I had a brief moment of worry that the crazy lady was going to try to get on our bus (which was one of the vehicles that had had to stop to let her cross). She didn’t; she stalked right through the crowd waiting for the bus, yelling all the way, without meeting anyone’s eyes.
Later, during lunch, I was reading my usual news sites. At about the same time this lady was playing chicken with traffic, in another part of town, a man was seen sitting in the middle of a road. His legs were crossed, elbows on hos knees, and his face buried in his hands as if he were crying. A couple pedestrian passers-by called to him to get out of the road. One stepped off the curb and approached him.

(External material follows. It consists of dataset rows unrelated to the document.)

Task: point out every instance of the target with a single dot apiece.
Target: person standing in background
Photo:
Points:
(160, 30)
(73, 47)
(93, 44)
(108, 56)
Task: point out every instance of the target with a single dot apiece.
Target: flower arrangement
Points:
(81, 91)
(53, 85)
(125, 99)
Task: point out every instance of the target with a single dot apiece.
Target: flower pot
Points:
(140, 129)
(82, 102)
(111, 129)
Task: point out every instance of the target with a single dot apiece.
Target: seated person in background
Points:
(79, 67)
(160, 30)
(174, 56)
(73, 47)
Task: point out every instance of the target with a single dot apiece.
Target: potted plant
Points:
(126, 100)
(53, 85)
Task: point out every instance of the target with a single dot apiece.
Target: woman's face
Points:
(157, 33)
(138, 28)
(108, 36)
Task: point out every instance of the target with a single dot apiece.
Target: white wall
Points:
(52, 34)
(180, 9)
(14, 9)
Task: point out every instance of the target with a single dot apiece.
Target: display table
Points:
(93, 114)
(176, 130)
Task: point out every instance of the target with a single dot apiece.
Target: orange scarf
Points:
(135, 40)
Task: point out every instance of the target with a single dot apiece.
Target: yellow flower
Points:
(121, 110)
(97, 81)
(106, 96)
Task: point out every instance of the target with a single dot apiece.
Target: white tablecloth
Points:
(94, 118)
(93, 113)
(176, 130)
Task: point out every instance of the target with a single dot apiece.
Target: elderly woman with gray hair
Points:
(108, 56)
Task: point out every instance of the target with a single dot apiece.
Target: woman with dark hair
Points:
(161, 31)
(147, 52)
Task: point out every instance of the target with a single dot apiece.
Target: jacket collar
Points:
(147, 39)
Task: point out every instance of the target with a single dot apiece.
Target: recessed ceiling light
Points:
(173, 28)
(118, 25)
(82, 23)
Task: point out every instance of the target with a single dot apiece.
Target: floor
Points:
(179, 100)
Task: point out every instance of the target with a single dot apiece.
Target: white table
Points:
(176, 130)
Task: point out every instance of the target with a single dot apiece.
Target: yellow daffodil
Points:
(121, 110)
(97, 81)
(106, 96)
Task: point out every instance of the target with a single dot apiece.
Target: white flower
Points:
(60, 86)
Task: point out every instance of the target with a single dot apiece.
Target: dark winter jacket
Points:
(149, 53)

A car came careening down the road. The bypasser who had stepped off the curb jumped back. The car did not stop. It struck the man, killing him, and kept going as if nothing had happened. Police apprehended him a short distance away. The 23-year-old has been booked into jail for driving under the influence and vehicular homicide.
Reading that made my heart skip a beat again, and I marvelled, briefly, that the woman I watched had avoided a similar fate.
In the evening, shortly after I got home, my husband came into the house and told me about his day. The second thing he told me was that he had been run over on his way into work. He rides his bike to and from work. He said he was riding along in the bike lane, when a woman chatting on her cell phone suddenly turned right.
“I was banging on the front of the car after she stopped, trying to get her to back up, because my leg was pinned under my bike, which was pinned under her car.”
He insisted he was uninjured, and I couldn’t prove otherwise. Amazingly, all he had to do for the bike was replace his front tire. There’s a bicycle repair shop right next to his place of work.
He rode the bike home from work.
Three times, yesterday, traffic incidents made my heart skip a beat.
Of the stories, the one that still amazes me most is the crazy lady who was never struck. Not because she did anything to protect herself. It was entirely because a large number of drivers were alert enough to see her and stop.
The saddest is the guy killed by the drunk driver. Why was he sitting in the rode? Was he mentally ill or severely impaired and just didn’t realize where he was? Was there some sort of medical issue playing out? Was he hoping to get killed? We’ll never know.
The one that most frightens me, of course, is my husband’s accident. Unlike the others, he was right where he was supposed to be: obeying the laws, wearing his helmet, flashing lights on his bicycle, the whole thing. He came only inches from injury or far worse because a driver was paying more attention to something other than her driving.
I don’t tell him I love him often enough.